Тут вступили в песню голоса девушки и слепого солдата вопрошая:-
      Куда идти теперь солдату?
      Кому нести печаль свою?

     Слепой смотрел своими незрячими глазами куда-то вперёд и чётко выговаривал слова песни. Голос девушки выделялся на фоне грубоватых мужских голосов, добавляя тоску. Окружившие поющих прохожие молча слушали эту песню о горькой судьбе незнакомого солдата, пришедшего с войны живым, у которого вместо дома и семьи остался только заросший травой холмик. Люди виновато отводили свои взгляды от девушки, стараясь не напоминать ей об уродстве лица. А в песне солдат пытался поговорить с женой, но шорох, потревоженного ветром ковыля, был ответом ему. Многие из слушающих также потеряли своих родных и слова песни бередили душу. Безногий, склонив голову к мехам гармони, продолжал скорбное повествование своим хриплым голосом. Слепой, не мигая, смотрел сквозь стоящих людей и кто мог сказать, что вспоминалось ему из прошлой жизни, когда вот сейчас он помогал вести песню.

     Девушка оглядывала окружающих но, наверное, никого не замечала, погружённая в себя. Только слова песни, вырывающиеся из дырки её рта, сплетались с голосами мужчин. Женщины в толпе всхлипывали, не стесняясь, а мужики только покрякивали:-
      Хмелел солдат, слеза катилась,
      Слеза несбывшихся надежд...

     Я, мальчишка, слушал эти горькие слова и мои глаза были "на мокром месте". Рядом стояли  взрослые люди, все бедно одетые, для которых слово "горе" не в новинку. Тишина. То один, то другой мужик, опустив голову, изредка прокашливался и потирал ладонью щеку. Когда песня закончилась, несколько человек положили в приготовленную для подаяний фуражку смятые бумажные деньги, а кто-то не смог положить, потому что не было у людей денег. Все стали тихо расходиться, негромко переговариваясь между собой.

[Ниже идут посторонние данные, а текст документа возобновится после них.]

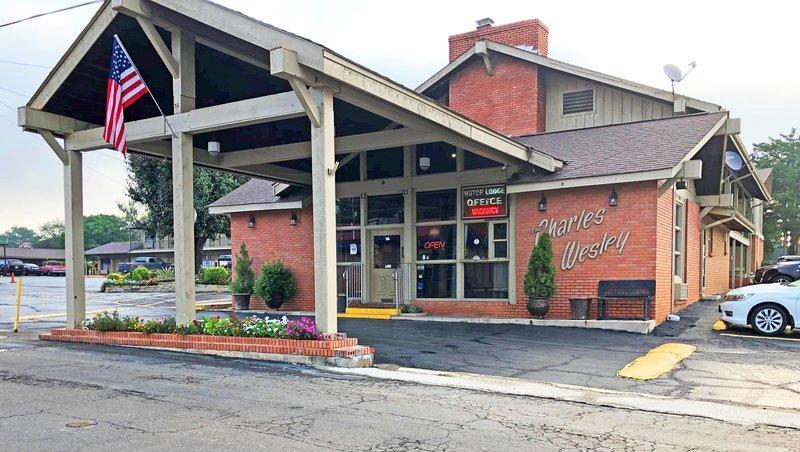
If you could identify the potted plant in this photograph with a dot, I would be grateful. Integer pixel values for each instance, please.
(275, 284)
(540, 279)
(241, 285)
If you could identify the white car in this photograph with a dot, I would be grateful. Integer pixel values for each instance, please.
(768, 308)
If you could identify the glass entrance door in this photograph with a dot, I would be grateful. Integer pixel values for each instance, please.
(386, 256)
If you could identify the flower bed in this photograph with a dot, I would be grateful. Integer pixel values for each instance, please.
(269, 339)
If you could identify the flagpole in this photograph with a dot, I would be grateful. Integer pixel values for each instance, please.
(149, 91)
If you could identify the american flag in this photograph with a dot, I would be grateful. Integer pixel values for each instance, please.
(125, 86)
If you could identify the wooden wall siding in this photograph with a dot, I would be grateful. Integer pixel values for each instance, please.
(612, 106)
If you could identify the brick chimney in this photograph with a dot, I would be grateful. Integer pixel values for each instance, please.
(511, 99)
(530, 34)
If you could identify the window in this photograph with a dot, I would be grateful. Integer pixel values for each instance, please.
(385, 209)
(436, 281)
(475, 161)
(436, 242)
(350, 171)
(577, 102)
(680, 239)
(348, 212)
(486, 280)
(348, 246)
(436, 157)
(385, 163)
(436, 205)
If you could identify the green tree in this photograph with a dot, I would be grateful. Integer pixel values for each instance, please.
(150, 184)
(103, 228)
(783, 213)
(51, 235)
(17, 235)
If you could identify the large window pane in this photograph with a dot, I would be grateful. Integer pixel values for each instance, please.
(436, 242)
(486, 280)
(350, 171)
(434, 158)
(436, 281)
(385, 163)
(386, 209)
(348, 246)
(348, 212)
(476, 242)
(437, 205)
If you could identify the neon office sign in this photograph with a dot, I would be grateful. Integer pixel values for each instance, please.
(485, 201)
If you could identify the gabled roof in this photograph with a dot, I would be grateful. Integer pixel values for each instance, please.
(618, 149)
(566, 68)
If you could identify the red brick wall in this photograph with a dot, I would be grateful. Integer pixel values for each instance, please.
(273, 238)
(511, 101)
(527, 32)
(636, 214)
(717, 262)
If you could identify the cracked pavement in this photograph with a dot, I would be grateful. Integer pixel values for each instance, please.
(156, 400)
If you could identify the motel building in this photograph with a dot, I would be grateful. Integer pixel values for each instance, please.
(376, 194)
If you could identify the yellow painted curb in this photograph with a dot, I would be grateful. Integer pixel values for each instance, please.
(656, 362)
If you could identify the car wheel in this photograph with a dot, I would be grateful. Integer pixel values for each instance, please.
(769, 320)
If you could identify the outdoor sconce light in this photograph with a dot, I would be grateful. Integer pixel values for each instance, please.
(424, 163)
(613, 199)
(213, 148)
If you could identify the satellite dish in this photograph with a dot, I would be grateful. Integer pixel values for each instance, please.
(733, 160)
(673, 72)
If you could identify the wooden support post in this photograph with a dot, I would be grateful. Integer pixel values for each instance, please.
(324, 210)
(73, 239)
(183, 181)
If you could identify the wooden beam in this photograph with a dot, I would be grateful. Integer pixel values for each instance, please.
(224, 116)
(344, 145)
(55, 146)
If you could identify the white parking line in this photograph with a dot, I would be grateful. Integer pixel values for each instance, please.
(790, 339)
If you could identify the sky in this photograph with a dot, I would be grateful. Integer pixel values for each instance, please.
(745, 53)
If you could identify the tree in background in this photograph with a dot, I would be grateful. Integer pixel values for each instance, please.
(17, 235)
(150, 184)
(783, 213)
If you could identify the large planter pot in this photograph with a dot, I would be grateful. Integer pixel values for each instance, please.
(538, 307)
(579, 308)
(242, 301)
(275, 302)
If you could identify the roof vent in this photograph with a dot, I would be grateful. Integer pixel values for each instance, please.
(484, 23)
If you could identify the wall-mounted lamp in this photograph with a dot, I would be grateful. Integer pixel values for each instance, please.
(613, 198)
(213, 148)
(424, 163)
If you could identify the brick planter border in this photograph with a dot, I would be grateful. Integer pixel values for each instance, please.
(337, 350)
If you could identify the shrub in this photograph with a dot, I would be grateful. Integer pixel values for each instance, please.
(214, 275)
(242, 272)
(540, 279)
(275, 280)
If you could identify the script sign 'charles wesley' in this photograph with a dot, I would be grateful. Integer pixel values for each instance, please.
(484, 201)
(575, 251)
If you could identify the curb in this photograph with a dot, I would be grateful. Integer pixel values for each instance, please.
(735, 414)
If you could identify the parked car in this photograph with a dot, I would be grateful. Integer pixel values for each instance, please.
(32, 269)
(9, 266)
(768, 308)
(54, 268)
(786, 269)
(226, 260)
(150, 262)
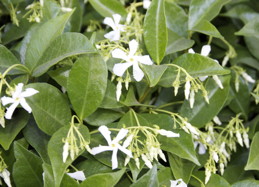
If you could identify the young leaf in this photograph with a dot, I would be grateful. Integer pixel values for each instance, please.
(39, 38)
(108, 7)
(66, 45)
(27, 170)
(87, 84)
(50, 107)
(202, 112)
(155, 30)
(12, 128)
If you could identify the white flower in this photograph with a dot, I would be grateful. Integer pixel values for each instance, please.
(65, 151)
(131, 60)
(114, 24)
(147, 162)
(113, 145)
(178, 183)
(5, 174)
(168, 134)
(78, 175)
(146, 4)
(18, 97)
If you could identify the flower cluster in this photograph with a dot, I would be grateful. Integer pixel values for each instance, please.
(148, 148)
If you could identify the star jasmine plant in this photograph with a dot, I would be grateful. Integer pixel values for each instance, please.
(131, 59)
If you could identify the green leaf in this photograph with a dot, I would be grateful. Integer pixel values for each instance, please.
(87, 84)
(12, 128)
(50, 107)
(154, 73)
(181, 168)
(155, 30)
(250, 29)
(248, 182)
(103, 117)
(176, 19)
(202, 112)
(37, 139)
(108, 7)
(55, 150)
(216, 180)
(39, 38)
(27, 170)
(66, 45)
(8, 59)
(149, 179)
(177, 43)
(196, 65)
(253, 160)
(211, 9)
(103, 179)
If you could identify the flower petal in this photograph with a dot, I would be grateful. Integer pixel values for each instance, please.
(113, 35)
(122, 133)
(25, 105)
(114, 159)
(116, 18)
(118, 53)
(78, 175)
(100, 149)
(205, 50)
(133, 45)
(7, 100)
(109, 21)
(137, 72)
(10, 110)
(29, 92)
(120, 68)
(144, 59)
(106, 133)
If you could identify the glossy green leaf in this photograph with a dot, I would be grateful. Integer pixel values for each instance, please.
(149, 179)
(12, 128)
(8, 59)
(39, 38)
(50, 107)
(181, 168)
(108, 7)
(248, 182)
(68, 44)
(253, 160)
(250, 29)
(27, 170)
(87, 84)
(37, 139)
(176, 19)
(155, 30)
(196, 65)
(103, 179)
(103, 117)
(154, 73)
(202, 112)
(210, 9)
(55, 150)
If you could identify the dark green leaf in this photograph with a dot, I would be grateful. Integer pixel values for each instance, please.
(68, 44)
(155, 30)
(50, 107)
(87, 84)
(27, 170)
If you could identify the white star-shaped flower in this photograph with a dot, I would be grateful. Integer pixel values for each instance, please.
(5, 174)
(113, 145)
(18, 97)
(114, 24)
(131, 60)
(178, 183)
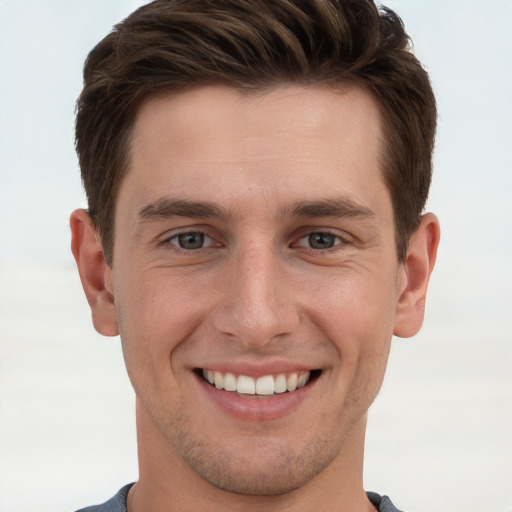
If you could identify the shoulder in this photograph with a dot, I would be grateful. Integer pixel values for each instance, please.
(115, 504)
(383, 503)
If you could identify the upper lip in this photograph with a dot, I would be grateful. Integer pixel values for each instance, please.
(255, 370)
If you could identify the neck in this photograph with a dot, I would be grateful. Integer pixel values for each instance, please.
(167, 483)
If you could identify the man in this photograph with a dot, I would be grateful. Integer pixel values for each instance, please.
(256, 173)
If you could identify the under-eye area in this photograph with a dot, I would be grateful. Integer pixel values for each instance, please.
(265, 385)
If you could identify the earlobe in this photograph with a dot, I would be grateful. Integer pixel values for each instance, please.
(94, 272)
(417, 268)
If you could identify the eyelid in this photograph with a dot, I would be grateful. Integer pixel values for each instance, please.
(342, 237)
(171, 236)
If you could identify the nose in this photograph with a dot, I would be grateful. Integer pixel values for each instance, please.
(257, 303)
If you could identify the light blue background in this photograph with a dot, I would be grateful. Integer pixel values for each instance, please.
(440, 434)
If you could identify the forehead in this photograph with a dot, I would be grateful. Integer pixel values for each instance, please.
(213, 143)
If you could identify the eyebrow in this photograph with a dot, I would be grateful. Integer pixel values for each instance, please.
(333, 207)
(167, 207)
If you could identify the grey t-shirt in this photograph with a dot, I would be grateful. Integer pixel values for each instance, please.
(118, 503)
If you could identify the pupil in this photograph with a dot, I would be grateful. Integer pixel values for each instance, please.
(321, 240)
(191, 240)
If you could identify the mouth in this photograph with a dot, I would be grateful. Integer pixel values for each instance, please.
(263, 386)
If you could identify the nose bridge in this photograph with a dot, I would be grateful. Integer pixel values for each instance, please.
(258, 304)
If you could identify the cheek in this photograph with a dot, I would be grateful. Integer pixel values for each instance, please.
(155, 315)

     Девушка поклонилась, благодаря всех за внимание. Поддерживая слепого, который теперь нёс на плече гармонь, она свободной рукой потянула за собой тележку безногого. Тот взял специальные колодки и стал отталкиваться ими от земли, помогая девушке везти себя. Куда они пошли и где обитали? Много калек ездило на поездах по стране, прося в вагонах милостыню.

     Я не мог тогда знать, что пройдёт 20 лет и известный на всю страну певец Марк Бернес исполнит по всесоюзному радио эту песню и она прозвучит, как бы впервые. Но это не так. Впервые я услышал, как её пели просящие милостыню, изуродованные страшной войной три человека.

     Больше я их не видел. Время шло и как-то незаметно с улиц наших городов исчезли все эти несчастные калеки. Куда они подевались?  Поговаривали тогда, мол, их поместили в специальные дома для инвалидов войны, где они, видимо, и закончили свою жизнь. Насколько это верно, кто знает?

хххх

     А на окраине нашего тихого Арзамаса, за выкрашенным зелёной краской высоким деревянным забором, жило своей закрытой жизнью  военное училище. Вот рота будущих офицеров, гулко печатая шаг кирзовыми солдатскими сапогами, проходит улицей и над строем звучит голос запевалы:-
        Идут полки и с севера и с юга,
        С донских степей и с забайкальских гор...
     Строй курсантов окружают мальчишки, старательно выдерживая шаг. И пусть эти пацаны сейчас босиком шагают по булыжной мостовой, но они вплетают свои звонкие голоса в общее пение роты, подхватывая припев:-
        Стоим на страже всегда-всегда!
        И, если скажет Страна Труда,
        Прицелом точным - врага в упор...

     А ведь эту же песню пели, наверное, и те трое, изувеченные страшной войной. Кто  может знать, не придётся ли кому-то из поющих сейчас молодых и здоровых парней разделить участь несчастных калек, просивших подаяние у обшарпанной кирпичной стены?


Примечание.

     Первое название песни "Прасковья". Песня родилась в 1945 году. Автор поэт Михаил Исаковский, соавтор композитор Матвей Блантер. Первое исполнение по всесоюзному радио в 1946 году. Песня сразу же была запрещена к исполнению на радио, поскольку слишком "потакала народному горю". Ещё раз прозвучала в 1960 году в исполнении Марка Бернеса  под названием "Враги сожгли родную хату".  Окончательно песня была "реабилитирована" в 1965 году в канун 20-летия Победы в Великой Отечественной войне.